# Convertir señal de parlantes en entrada a amplificador.



## matias_2008 (Mar 19, 2010)

hola resulta q*UE* tendo un radio que no tiene salida para amplificador sino q*UE* tiene la salida amplifcada q*UE* va al parlante lo que yo quiero saver es si existe algun tipo de circuito para poder concetar la salida que va al parlante a la entrada del amplificador
desde ya muchas gracias.


----------



## pablofunes90 (Mar 19, 2010)

buscalo como adaptador de impedancias... es un circuito con un solo transistor...


----------



## Cacho (Mar 19, 2010)

Un divisor resistivo te deja la señal acomodadita para meterla a un ampli.
Tendrás que buscar/calcular/medir la amplitud de la salida de tu aparato y la sensibilidad del ampli al que querés conectarlo.
Hecho eso, calculá el divisor para que a máxima salida de la radio, al ampli le lleguen los Volt que necesita para la máxima excitación.

Saludos


----------



## DOSMETROS (Mar 19, 2010)

Aqui te dejo un ejemplo usando un Jack Stereo de 6,3 mmm con doble inversor para la salida, así cuando lo desenchufás queda todo original, la resistencia de 10 ohms carga al amplificador en reemplazo del parlante.

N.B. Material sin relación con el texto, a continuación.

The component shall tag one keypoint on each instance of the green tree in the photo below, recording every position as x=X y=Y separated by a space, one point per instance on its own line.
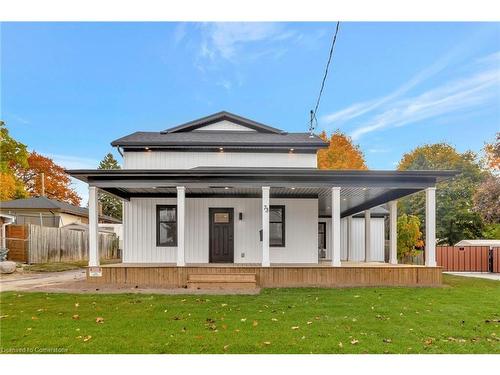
x=12 y=155
x=409 y=235
x=455 y=217
x=111 y=206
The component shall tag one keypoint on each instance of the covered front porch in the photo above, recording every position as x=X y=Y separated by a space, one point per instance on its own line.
x=307 y=194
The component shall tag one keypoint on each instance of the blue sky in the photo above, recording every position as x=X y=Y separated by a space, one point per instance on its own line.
x=69 y=89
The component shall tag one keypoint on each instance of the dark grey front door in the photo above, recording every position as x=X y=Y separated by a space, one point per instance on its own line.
x=221 y=235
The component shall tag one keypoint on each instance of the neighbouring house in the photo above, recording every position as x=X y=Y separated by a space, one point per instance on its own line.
x=226 y=196
x=4 y=221
x=48 y=212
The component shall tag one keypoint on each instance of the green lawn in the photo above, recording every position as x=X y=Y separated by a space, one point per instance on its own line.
x=462 y=317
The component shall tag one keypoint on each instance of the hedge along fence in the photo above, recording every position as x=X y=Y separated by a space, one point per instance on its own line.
x=64 y=245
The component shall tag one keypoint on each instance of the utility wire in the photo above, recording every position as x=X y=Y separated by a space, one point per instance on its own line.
x=313 y=112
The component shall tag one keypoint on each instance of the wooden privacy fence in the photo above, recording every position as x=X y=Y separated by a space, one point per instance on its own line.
x=45 y=244
x=468 y=258
x=17 y=242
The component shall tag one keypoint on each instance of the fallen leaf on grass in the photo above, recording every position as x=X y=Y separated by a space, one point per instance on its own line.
x=429 y=341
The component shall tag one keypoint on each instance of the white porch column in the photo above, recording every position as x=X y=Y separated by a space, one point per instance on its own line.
x=368 y=236
x=350 y=241
x=265 y=226
x=393 y=232
x=93 y=227
x=181 y=208
x=335 y=226
x=430 y=227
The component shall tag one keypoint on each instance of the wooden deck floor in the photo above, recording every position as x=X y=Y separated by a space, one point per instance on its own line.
x=277 y=276
x=238 y=265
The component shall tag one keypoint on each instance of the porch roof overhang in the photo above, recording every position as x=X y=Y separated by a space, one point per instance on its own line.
x=360 y=190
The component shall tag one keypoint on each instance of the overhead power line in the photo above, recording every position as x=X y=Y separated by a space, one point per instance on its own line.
x=313 y=119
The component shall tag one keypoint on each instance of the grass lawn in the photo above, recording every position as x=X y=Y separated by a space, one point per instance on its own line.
x=463 y=317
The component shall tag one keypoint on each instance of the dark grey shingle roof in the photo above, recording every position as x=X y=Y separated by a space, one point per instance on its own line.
x=220 y=138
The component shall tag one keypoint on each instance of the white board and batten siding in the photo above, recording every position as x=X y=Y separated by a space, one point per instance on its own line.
x=301 y=222
x=356 y=253
x=188 y=160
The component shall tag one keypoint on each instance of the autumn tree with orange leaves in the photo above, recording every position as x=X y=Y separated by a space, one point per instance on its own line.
x=341 y=153
x=57 y=182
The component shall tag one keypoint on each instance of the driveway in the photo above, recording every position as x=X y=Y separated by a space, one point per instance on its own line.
x=39 y=281
x=480 y=275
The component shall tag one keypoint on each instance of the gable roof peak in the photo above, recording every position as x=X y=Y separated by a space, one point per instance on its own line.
x=221 y=116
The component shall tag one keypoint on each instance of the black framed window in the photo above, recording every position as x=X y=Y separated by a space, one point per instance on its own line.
x=277 y=226
x=322 y=235
x=166 y=225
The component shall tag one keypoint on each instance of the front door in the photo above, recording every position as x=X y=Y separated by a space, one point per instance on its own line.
x=221 y=235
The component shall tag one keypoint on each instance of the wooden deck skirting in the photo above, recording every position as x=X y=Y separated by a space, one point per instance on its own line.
x=275 y=276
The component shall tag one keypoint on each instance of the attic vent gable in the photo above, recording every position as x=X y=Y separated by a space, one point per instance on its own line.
x=224 y=121
x=225 y=125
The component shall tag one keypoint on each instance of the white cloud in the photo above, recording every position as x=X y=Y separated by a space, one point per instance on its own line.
x=227 y=39
x=454 y=96
x=359 y=109
x=75 y=162
x=72 y=162
x=378 y=150
x=180 y=32
x=225 y=84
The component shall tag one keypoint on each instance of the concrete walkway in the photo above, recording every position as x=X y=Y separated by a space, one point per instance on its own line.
x=74 y=281
x=480 y=275
x=39 y=281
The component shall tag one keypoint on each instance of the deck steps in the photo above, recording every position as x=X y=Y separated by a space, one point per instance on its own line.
x=222 y=281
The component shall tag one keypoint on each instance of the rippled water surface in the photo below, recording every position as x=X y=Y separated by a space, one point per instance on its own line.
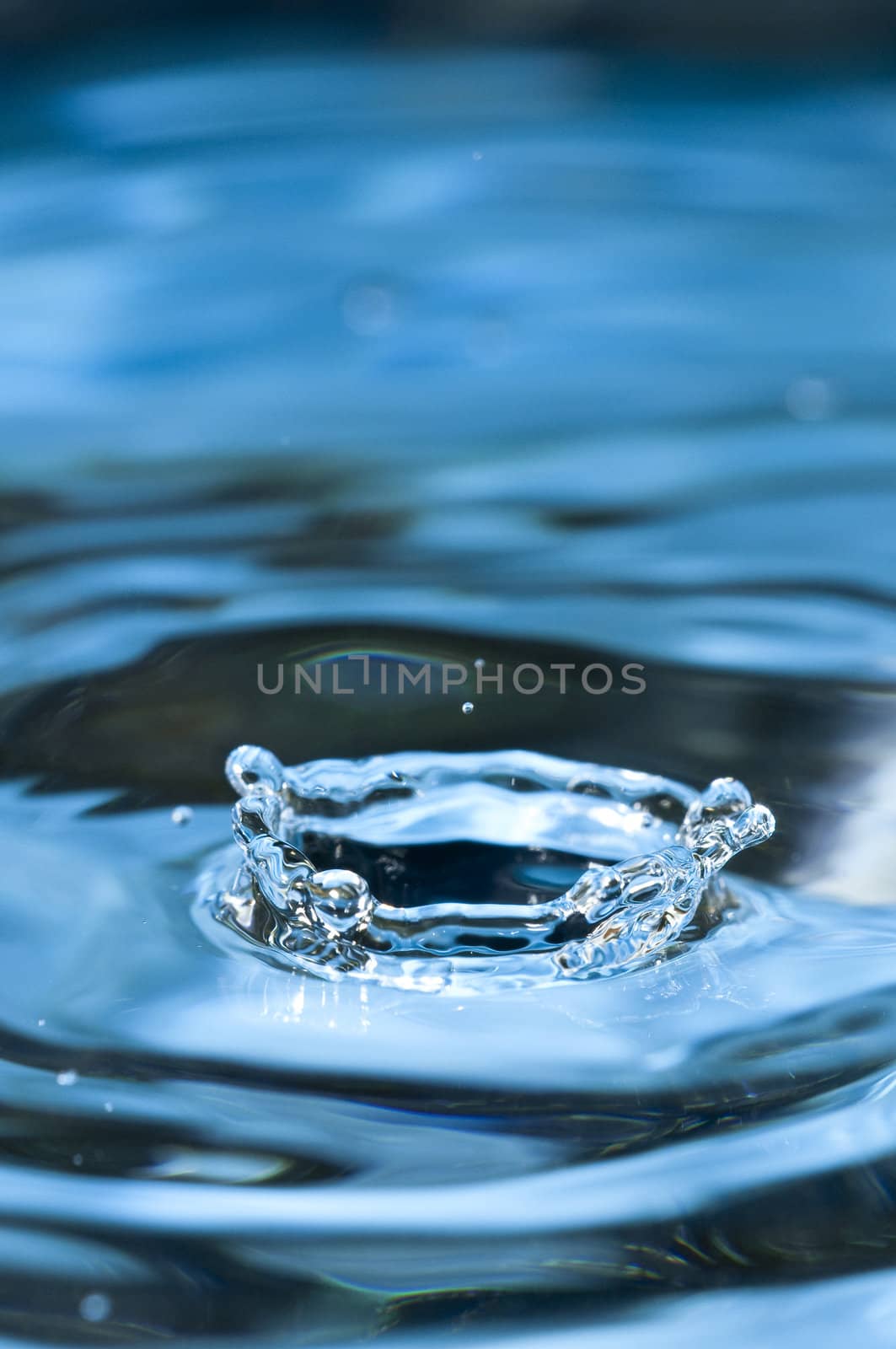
x=523 y=357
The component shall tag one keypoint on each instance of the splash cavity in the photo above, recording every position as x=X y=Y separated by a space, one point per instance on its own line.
x=432 y=870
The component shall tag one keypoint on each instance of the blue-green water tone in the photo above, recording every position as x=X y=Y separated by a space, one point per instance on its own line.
x=437 y=357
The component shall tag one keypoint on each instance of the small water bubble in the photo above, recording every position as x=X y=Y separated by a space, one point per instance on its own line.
x=368 y=308
x=810 y=400
x=94 y=1306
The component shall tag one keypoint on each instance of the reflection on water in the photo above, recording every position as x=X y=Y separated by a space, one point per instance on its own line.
x=443 y=357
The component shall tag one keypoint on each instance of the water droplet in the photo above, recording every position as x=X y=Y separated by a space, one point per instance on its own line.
x=368 y=309
x=94 y=1306
x=810 y=400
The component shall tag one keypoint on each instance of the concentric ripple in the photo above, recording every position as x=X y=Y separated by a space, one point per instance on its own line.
x=637 y=853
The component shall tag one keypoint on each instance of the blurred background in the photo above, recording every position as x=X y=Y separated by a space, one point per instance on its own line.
x=529 y=331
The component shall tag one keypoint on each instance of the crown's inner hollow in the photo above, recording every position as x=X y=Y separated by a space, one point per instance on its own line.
x=402 y=863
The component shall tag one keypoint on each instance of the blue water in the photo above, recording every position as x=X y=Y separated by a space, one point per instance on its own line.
x=527 y=357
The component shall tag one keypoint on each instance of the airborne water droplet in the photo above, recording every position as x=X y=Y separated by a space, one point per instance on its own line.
x=94 y=1306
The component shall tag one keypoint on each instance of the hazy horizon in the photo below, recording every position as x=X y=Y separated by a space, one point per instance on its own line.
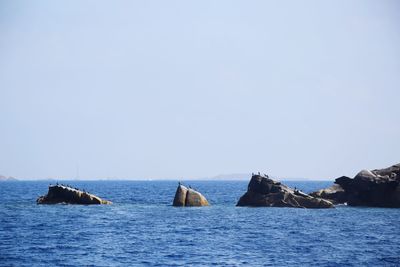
x=197 y=89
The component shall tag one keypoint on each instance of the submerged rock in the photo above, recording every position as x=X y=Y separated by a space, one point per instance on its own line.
x=65 y=194
x=187 y=197
x=265 y=192
x=376 y=188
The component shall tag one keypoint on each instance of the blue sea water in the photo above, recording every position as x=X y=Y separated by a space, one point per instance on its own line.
x=141 y=228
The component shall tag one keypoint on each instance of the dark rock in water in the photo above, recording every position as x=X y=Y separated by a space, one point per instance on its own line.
x=376 y=188
x=65 y=194
x=265 y=192
x=334 y=194
x=187 y=197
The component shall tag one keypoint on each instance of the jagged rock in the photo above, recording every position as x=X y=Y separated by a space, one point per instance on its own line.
x=265 y=192
x=376 y=188
x=65 y=194
x=187 y=197
x=334 y=194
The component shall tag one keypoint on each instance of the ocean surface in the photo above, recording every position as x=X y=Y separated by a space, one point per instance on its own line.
x=141 y=228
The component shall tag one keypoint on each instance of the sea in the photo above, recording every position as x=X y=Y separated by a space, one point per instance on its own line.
x=142 y=228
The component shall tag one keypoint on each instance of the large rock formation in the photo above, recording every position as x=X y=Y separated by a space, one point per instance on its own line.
x=334 y=194
x=187 y=197
x=376 y=188
x=265 y=192
x=69 y=195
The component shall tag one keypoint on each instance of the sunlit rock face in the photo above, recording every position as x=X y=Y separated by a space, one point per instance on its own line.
x=68 y=195
x=187 y=197
x=376 y=188
x=265 y=192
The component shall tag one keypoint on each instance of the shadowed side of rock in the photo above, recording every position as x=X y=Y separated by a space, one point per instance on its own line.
x=64 y=194
x=334 y=194
x=265 y=192
x=376 y=188
x=187 y=197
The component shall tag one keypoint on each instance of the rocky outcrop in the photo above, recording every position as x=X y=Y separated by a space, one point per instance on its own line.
x=188 y=197
x=376 y=188
x=69 y=195
x=265 y=192
x=334 y=194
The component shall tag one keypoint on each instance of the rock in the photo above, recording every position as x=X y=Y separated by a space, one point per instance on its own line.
x=265 y=192
x=334 y=194
x=68 y=195
x=187 y=197
x=376 y=188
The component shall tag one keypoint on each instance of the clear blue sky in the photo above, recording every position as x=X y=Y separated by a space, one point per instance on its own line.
x=155 y=89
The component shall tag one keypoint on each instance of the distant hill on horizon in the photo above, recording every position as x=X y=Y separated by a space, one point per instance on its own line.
x=7 y=179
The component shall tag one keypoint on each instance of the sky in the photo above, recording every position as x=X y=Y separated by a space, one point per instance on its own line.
x=194 y=89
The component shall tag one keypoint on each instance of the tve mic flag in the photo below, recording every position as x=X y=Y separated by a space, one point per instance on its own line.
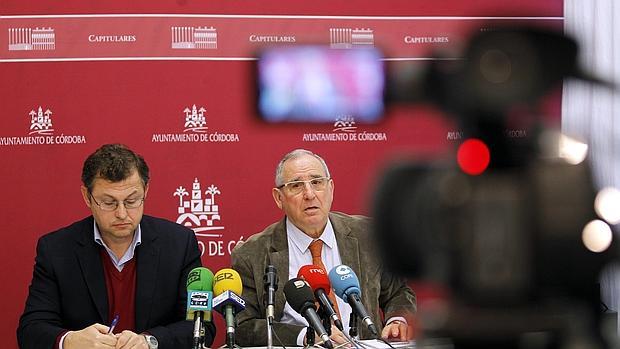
x=227 y=288
x=318 y=281
x=347 y=286
x=299 y=296
x=199 y=298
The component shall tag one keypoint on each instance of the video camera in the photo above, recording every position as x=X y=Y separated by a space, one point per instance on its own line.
x=511 y=242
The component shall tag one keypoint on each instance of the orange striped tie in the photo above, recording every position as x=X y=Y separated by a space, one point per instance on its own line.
x=316 y=247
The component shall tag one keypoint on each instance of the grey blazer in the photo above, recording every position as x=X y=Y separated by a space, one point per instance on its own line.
x=380 y=290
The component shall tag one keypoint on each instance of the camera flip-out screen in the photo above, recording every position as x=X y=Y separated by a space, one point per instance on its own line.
x=319 y=84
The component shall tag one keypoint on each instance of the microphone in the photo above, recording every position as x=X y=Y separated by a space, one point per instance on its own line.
x=347 y=286
x=227 y=288
x=270 y=282
x=318 y=281
x=199 y=299
x=299 y=295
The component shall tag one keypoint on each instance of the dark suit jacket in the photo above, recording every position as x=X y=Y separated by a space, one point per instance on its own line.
x=380 y=290
x=68 y=290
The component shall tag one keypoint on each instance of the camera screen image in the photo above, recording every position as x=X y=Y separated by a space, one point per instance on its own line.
x=319 y=84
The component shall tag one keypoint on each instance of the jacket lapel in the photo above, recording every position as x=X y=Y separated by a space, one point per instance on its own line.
x=92 y=269
x=147 y=264
x=347 y=245
x=278 y=257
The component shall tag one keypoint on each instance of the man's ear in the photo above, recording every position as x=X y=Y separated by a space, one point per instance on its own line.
x=85 y=195
x=146 y=189
x=277 y=197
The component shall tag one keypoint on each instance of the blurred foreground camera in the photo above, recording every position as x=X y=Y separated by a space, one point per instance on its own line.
x=517 y=243
x=507 y=227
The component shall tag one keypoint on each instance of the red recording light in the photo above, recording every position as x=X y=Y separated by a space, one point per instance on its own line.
x=473 y=156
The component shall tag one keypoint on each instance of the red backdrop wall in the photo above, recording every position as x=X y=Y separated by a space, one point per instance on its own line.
x=79 y=74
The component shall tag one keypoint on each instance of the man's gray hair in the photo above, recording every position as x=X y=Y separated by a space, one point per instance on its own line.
x=294 y=155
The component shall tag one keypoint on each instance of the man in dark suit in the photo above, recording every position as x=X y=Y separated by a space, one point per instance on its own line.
x=304 y=191
x=116 y=263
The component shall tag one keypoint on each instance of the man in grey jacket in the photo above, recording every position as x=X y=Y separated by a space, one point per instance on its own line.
x=304 y=191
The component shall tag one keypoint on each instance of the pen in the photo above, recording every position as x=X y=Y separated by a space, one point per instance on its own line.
x=113 y=324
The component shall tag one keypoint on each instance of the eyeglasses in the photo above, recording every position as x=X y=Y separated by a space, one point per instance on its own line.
x=296 y=187
x=113 y=205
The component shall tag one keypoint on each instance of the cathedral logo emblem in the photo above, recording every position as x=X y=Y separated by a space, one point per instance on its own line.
x=345 y=124
x=198 y=210
x=195 y=120
x=41 y=122
x=194 y=37
x=29 y=39
x=349 y=38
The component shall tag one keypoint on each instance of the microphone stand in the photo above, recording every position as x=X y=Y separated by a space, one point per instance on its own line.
x=325 y=319
x=198 y=330
x=269 y=330
x=309 y=336
x=353 y=326
x=270 y=283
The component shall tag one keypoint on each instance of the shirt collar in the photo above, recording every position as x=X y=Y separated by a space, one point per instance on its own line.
x=301 y=241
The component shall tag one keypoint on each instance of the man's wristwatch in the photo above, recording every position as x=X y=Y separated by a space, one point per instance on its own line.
x=151 y=341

Si lo vas a tomar directamente con un cable dejando conectado el parlante  entonces tomá como que la resistencia de 10 ohms es tu parlante y no iría, va la de 10K y 1K , después de la de 1k podés poner un capacitor de 10uF en serie, negativo hacia el amplificador, desde el capacitor hasta el amplificador , va cable blindado.

Podes probar 5k o 20 k en lugar de la de 10k.

Suerte!


Ver el archivo adjunto 29439


----------



## jaimepsantos (Mar 19, 2010)

Que voltaje rms aproximado te entrega una bocina de un reloj despertador a todo volumen ?????

Es que ocupo saber ese voltaje para el diseño de detector de encendido del despertador. =/


----------



## DOSMETROS (Mar 19, 2010)

Pensá . . . ¿que voltaje tiene la fuente? o sea que a máximo volumen los picos hipoteticamente tendrían algo así como uno o dos volts menos que la mitad de dicha alimentación.

La rms calculala vos


----------



## jaimepsantos (Mar 19, 2010)

Solo ocupo un aproximado no ocupa ser tan preciso no lo se quizas me da entre 1 a 2, 3 a 5 V, 10 a 12 o mas, no lo se por eso la pregunta
Qizas no importa mucho que sea rms solo los picos caracteristicoas de una señal de sonido que se reproduce en un radio despertador.


----------



## matias_2008 (Mar 19, 2010)

voy a probar lo que dijo DOSMETROS a ver que pasa, la radio tambie*N* tiene casetera y ti*E*ne la f*U*ncion de grabar se podria sacar la señal de ay como lo *H*ago?


----------



## Fogonazo (Mar 19, 2010)

¿ Tiene potenciómetro de volumen ?

Caso afirmativo: Toma la señal entre los extremos del potenciómetro de volumen respetando cual es "Tierra" (Maza o GND)


----------



## matias_2008 (Mar 19, 2010)

si tiene potenciom*E*tro de volumen.
Gracias Fogonazo no se me había ocurrido, voy a sacar la se*ñ*al de *allí*


----------



## Fogonazo (Mar 19, 2010)

matias_2008 dijo:


> si tiene potenciom*E*tro de volumen.
> Gracias Fogonazo no se me había ocurrido, voy a sacar la se*ñ*al de *allí*


Si quieres controlar el volumen general desde el radio-grabador tomas la señal desde el punto medio del potenciómetro y masa.
Si *NO* quieres controlar el volumen desde allí, tomas la señal desde el extremo del potenciómetro y masa.


----------



## DOSMETROS (Mar 19, 2010)

jaimepsantos dijo:


> Solo ocupo un aproximado no ocupa ser tan preciso no lo se quizas me da entre 1 a 2, 3 a 5 V, 10 a 12 o mas, no lo se por eso la pregunta
> Qizas no importa mucho que sea rms solo los picos caracteristicoas de una señal de sonido que se reproduce en un radio despertador.


 
Te pregunté : ¿que voltaje tiene la fuente?

*Y no me contestaste*, lo de desarmarlo y medirlo te toca a vos . 

Supongamos que la alimentación sea típica de 9Vcc , entonces los picos de audio serán aproximadamente un volt menos de la mitad, o sea de 3,5 Vp

Y los rms , eficáces o medios medidos sobre música, senoidal , cuadrada y triangular andarán por entre los 2 a 3 Volts.


----------



## jaimepsantos (Mar 19, 2010)

Muchas gracias DOS MTs me iluminaste en el camino.

Ahora mismo voy a medir la fuente


----------